Fox is falsely claiming that the day after the attack on the U.S. Consulate in Benghazi, Libya, the president “didn't receive a briefing” on the attack in an attempt to resurrect the falsehood that President Obama isn't receiving intelligence briefings.
In fact, Obama did receive a briefing from Deputy National Security Adviser Denis McDonough on September 12. He received additional briefings the following day.
Nevertheless, Fox & Friends co-host Brian Kilmeade asked Washington Free Beacon senior editor Bill Gertz: Obama “didn't get a briefing on September 12, did he?” Kilmeade also repeated the assertion that Obama has been skipping more than half of his intelligence briefings. Gertz suggested that Obama was letting the campaign get in the way of national security.
But the entire assertion that Obama is not receiving daily intelligence briefings is based on quicksand.

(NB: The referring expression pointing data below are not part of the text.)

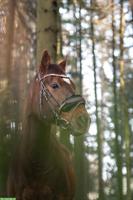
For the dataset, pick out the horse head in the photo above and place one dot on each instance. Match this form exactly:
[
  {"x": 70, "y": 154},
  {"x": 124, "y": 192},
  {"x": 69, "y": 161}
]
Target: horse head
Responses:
[{"x": 54, "y": 99}]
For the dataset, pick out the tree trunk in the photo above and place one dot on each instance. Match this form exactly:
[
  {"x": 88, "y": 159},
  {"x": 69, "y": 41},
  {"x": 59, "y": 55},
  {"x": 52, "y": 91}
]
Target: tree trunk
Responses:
[
  {"x": 9, "y": 38},
  {"x": 99, "y": 133},
  {"x": 47, "y": 29},
  {"x": 124, "y": 106},
  {"x": 116, "y": 127},
  {"x": 79, "y": 150}
]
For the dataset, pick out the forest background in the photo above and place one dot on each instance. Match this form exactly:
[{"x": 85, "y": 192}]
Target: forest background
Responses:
[{"x": 96, "y": 37}]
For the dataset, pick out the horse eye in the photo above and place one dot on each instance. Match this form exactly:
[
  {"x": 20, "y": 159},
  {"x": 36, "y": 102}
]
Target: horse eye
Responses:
[{"x": 55, "y": 86}]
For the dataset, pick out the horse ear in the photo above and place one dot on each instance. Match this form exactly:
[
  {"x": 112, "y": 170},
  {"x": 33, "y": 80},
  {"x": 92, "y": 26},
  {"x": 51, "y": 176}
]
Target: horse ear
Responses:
[
  {"x": 45, "y": 60},
  {"x": 62, "y": 64}
]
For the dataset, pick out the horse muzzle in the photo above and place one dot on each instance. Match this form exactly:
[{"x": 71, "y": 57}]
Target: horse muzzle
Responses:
[{"x": 74, "y": 115}]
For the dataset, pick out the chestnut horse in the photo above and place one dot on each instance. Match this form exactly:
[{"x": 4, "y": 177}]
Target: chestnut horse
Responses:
[{"x": 42, "y": 167}]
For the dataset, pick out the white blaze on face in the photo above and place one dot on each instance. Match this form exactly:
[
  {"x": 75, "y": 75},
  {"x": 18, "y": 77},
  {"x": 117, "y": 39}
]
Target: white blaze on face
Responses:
[{"x": 67, "y": 80}]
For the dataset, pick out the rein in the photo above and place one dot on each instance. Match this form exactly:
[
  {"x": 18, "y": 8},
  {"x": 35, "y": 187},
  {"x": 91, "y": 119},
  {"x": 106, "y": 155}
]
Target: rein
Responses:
[{"x": 68, "y": 104}]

In September, Washington Post columnist Marc Thiessen suggested that Obama was not committed to national security because he did not always attend in-person daily intelligence briefings. But Thiessen himself noted in his column that Obama “reads his briefing” on national security every day. And the Post's own fact-checker Glenn Kessler pointed out in response to Thiessen that presidents have often preferred written daily intelligence briefings over oral ones.
Moreover, as Kessler reported, there may be advantages to receiving a written briefing rather than an oral briefing. For instance, if President George W. Bush had read his intelligence briefings, he might have noticed the dissents to the intelligence community's assessment that Iraq had an ongoing weapons of mass destruction program. From Kessler's piece:
Thomas S. Blanton, director of the National Security Archive at George Washington University, says that there have been “lots of variation in the briefing patterns” among presidents, with different consequences.
George W. Bush “wanted personal and oral, and that matched CIA's institutional interest in face to face with the president, much better for their bureaucratic politics, but unclear how good it was for presidential decision making,” he said. “On Iraq WMD [weapons of mass destruction], the direct brief was clearly pernicious; reading might have pointed to the dissents, but the briefers did not.”